Answered by:
CPU Usage 100% on SQL OpsMgr DB and DW server

Question
-
My OpsMgrDb and DW SQL Server maxes the sqlservr.exe service at 100% for about 5 minutes, then drops down 0%-5% for 1 minute, then back to 100% for 5 minutes. Constantly goes through this cycle.
If I run exec sp_who2 I get about 20 Runnable Insert process calls to the OperationsManagerDW, and one SUSPENDED insert command.
OpsMgr also logs a 31552 event.
Help!
Since this problem has been happening, I've reduced the Grooming Ops DB as per the following article to see if that'd help, but no luck,
Wednesday, April 21, 2010 5:51 PM
Answers
-
31552 is a failure of standarddataset maintenance.
The thing you are seeing - is that htis is failing.... because it is timing out (normal). This job runs every 10 minutes I believe, and has a 5 minute timeout.... the problem is, it is behind and trying to catch up but cant.
This can be caused by poor performance of the SQL server, backlog of data in stagin tables, failure of the RMS to perform maintenance due to a prolonged outage, excessively large tables in the warehouse cause by bugs or grooming failures, excessive overcollection of events, perf, statechanges, etc...
I recommend opening a support case with PSS on this - because it will likely not fix itself.

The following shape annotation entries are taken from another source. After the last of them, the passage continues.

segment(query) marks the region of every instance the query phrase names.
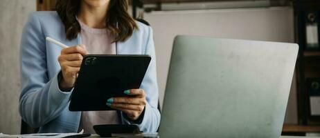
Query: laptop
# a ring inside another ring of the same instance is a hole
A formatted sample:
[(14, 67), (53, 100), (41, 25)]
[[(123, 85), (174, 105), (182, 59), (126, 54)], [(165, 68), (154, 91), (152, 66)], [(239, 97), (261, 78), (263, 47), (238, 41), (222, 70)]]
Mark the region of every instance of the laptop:
[(178, 36), (161, 137), (278, 138), (299, 46)]

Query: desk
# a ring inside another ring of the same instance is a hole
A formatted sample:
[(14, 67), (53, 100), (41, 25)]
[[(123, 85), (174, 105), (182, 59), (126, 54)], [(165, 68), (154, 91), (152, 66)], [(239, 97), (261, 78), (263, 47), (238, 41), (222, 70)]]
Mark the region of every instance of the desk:
[[(98, 135), (92, 135), (90, 137), (99, 137)], [(302, 137), (302, 136), (281, 136), (280, 138), (320, 138), (320, 137)]]

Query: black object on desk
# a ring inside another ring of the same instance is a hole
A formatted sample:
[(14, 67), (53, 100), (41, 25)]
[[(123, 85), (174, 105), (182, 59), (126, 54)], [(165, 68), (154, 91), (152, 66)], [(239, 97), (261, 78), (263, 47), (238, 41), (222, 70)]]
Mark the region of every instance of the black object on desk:
[(71, 96), (69, 110), (113, 110), (106, 105), (107, 99), (128, 97), (125, 90), (139, 88), (150, 60), (149, 55), (86, 56)]
[(136, 125), (96, 125), (96, 132), (103, 137), (110, 137), (112, 134), (140, 134), (140, 130)]

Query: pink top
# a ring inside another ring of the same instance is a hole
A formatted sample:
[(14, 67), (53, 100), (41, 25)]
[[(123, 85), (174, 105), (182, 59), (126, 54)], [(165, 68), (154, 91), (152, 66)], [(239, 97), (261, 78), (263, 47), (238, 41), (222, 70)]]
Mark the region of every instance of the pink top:
[[(112, 43), (114, 36), (107, 29), (91, 28), (78, 21), (81, 26), (82, 42), (90, 54), (115, 55), (116, 44)], [(82, 112), (79, 130), (85, 133), (95, 134), (93, 126), (98, 124), (118, 124), (116, 111)]]

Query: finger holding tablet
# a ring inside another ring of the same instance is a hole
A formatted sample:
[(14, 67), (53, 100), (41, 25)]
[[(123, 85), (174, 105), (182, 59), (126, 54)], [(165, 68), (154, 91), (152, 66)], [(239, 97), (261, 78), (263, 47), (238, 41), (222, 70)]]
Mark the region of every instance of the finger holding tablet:
[(127, 90), (125, 90), (124, 93), (133, 97), (110, 98), (106, 104), (123, 112), (130, 119), (136, 120), (143, 112), (147, 103), (145, 93), (143, 89)]

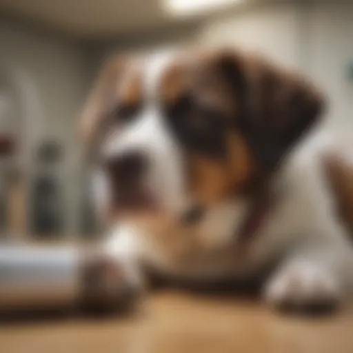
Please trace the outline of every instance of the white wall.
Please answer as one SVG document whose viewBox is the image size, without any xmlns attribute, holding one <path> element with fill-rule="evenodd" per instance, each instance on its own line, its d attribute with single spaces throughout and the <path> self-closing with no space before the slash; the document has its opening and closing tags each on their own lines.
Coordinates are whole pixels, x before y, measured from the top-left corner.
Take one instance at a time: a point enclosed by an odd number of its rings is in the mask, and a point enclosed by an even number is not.
<svg viewBox="0 0 353 353">
<path fill-rule="evenodd" d="M 207 22 L 200 41 L 259 50 L 298 68 L 328 98 L 326 121 L 353 128 L 353 82 L 347 65 L 353 61 L 353 3 L 257 6 Z"/>
<path fill-rule="evenodd" d="M 30 101 L 30 112 L 26 114 L 31 123 L 26 132 L 37 139 L 55 139 L 68 152 L 61 176 L 68 232 L 74 234 L 80 185 L 76 118 L 90 78 L 85 53 L 65 39 L 3 19 L 0 21 L 0 70 L 16 72 L 16 81 Z"/>
<path fill-rule="evenodd" d="M 347 65 L 353 63 L 353 3 L 316 4 L 308 21 L 304 68 L 329 98 L 328 123 L 353 127 L 353 81 Z"/>
</svg>

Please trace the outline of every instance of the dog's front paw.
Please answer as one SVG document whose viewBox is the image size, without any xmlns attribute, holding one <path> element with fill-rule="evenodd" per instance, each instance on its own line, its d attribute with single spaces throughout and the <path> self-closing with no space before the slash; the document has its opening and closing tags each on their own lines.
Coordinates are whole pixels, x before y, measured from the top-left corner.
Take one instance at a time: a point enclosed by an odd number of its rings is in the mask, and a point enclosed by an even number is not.
<svg viewBox="0 0 353 353">
<path fill-rule="evenodd" d="M 89 258 L 83 268 L 83 303 L 95 312 L 125 312 L 142 292 L 132 264 L 100 254 Z"/>
<path fill-rule="evenodd" d="M 276 273 L 264 290 L 272 307 L 300 312 L 325 312 L 336 309 L 341 290 L 333 274 L 317 264 L 296 263 Z"/>
</svg>

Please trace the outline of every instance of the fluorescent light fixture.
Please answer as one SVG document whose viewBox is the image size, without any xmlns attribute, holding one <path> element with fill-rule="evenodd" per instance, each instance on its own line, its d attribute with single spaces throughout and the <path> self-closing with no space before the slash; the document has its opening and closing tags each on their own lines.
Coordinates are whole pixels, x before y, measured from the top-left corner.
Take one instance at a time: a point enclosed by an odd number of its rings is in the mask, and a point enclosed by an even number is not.
<svg viewBox="0 0 353 353">
<path fill-rule="evenodd" d="M 220 10 L 244 0 L 163 0 L 164 10 L 174 16 L 189 16 Z"/>
</svg>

Generally the fix is to disable the automatic maintenance for the specific dataset that is failing, then running it maunally... which will HAMMER the DB and take several hours.... then enabling the built in maintenance again. However, I recommend getitng PSS to assist with this because they can dig deeper into root cause and perhaps identify other issues.
- Marked as answer by Nicholas Li Thursday, May 6, 2010 3:24 AM
Wednesday, May 5, 2010 3:34 AM
All replies
-
Hi,
Just need more precision :
Which version of OpsMgr, version of SQL Server, whera are Database files ?
Regards,
JF BERENGUER MVP System Center Operations Manager MCSE, MCT, MCSA messaging, NEXTEC SYSTEMS http://actelia.spaces.live.com/Wednesday, April 21, 2010 10:28 PM -
Hey Jeff, Thanks for the reply,
Here is a basic run down of my config;
· Root Management Server : scom-1a
o ( 2xQuad Core ,14GB RAM ,278 GB Mirrored Local Disk)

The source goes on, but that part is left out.